This report describes an evaluation of stringer deflections of Bridge B01 of 11016 (formerly B1 of 11-2-6) during deck finishing operations, as caused by use of an 18, 000-lb bridge finishing machine, and an ap­praisal of the roughness of the completed deck surface. This investi­gation was carried out in the Fall of 1960, and a progress report was presented at the 1961 Annual Highway Engineers Conference.

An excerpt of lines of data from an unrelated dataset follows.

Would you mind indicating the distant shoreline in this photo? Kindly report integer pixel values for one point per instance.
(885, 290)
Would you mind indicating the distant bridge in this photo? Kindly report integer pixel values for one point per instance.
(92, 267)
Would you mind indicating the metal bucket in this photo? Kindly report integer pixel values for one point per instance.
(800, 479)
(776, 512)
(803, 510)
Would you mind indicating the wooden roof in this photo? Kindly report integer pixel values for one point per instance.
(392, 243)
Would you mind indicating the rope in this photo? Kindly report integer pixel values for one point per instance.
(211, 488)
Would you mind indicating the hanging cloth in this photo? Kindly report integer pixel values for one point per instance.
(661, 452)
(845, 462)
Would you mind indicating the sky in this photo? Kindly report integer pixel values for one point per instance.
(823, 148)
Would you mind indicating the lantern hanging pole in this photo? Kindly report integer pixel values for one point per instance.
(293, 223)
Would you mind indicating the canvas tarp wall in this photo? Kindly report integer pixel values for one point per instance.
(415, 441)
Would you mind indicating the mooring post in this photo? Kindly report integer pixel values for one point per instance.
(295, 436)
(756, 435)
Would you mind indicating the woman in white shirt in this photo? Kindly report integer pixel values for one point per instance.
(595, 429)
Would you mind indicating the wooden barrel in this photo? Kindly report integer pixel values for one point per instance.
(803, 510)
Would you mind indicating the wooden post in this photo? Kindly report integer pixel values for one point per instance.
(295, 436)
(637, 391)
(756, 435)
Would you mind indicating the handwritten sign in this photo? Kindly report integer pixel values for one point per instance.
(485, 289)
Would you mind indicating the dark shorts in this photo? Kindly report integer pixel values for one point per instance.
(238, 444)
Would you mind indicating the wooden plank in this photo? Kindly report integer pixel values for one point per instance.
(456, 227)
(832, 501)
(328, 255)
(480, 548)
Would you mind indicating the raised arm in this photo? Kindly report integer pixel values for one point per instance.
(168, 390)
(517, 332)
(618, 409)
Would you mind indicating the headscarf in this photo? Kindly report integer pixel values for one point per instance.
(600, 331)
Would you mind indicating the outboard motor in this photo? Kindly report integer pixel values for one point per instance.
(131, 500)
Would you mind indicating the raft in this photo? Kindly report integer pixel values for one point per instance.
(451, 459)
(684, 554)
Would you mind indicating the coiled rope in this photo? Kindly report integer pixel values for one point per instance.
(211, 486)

Bridge BOl of 11016 consists of a pair of bridges carrying the east­bound and westbound roadways of I 94 over the St. Joseph river southeast of Benton Harbor. Each bridge is on an 80° skew and is 644 ft long, con­sisting of a combination of eight overhanging and suspended spans. Each span contains eight 36-in .. , 150 lb per ft, wide-flange stringers, and a composite deck with a clear roadway of 30 ft. Because the design pro­vided for addition of future lanes, the two fascia stringers of all spans except Span 1 had different stiffnesses. The location and size of the cover plates, a typical cross-section, and a longitudinal schematic are shown in Figs. 1, 2, and 3.

Construction Operations

Since machine finishing of bridge decks involves continuous pouring and finishing, control of retardation of the initial set of concrete is im­portant to provide for possible stoppage or delay in operations, and, as was the case for these two bridges, where a pouring sequence includes a section of negative bending moment. The retarding admixture used on this project was "Plastiment, " and mix designs and concrete control were under supervision of the Testing Laboratory Division at Ann Arbor. The other phases of the study were conducted by the East Lansing Research Laboratory Division.

The finishing machine used was manufactured by the construction machinery division of the Chain Belt Co. (Fig. 4). It weighs 18,000 lb and is supported at each side by three wheels spaced at 3 ft 7 in. and 1 ft 10 in, This machine has a variable width frame and a single oscillating screed 16 in. wide with a maximum lateral screed displacement of 5 in.

BEARING 't., ABUTMENT A _j

' STRINGER \.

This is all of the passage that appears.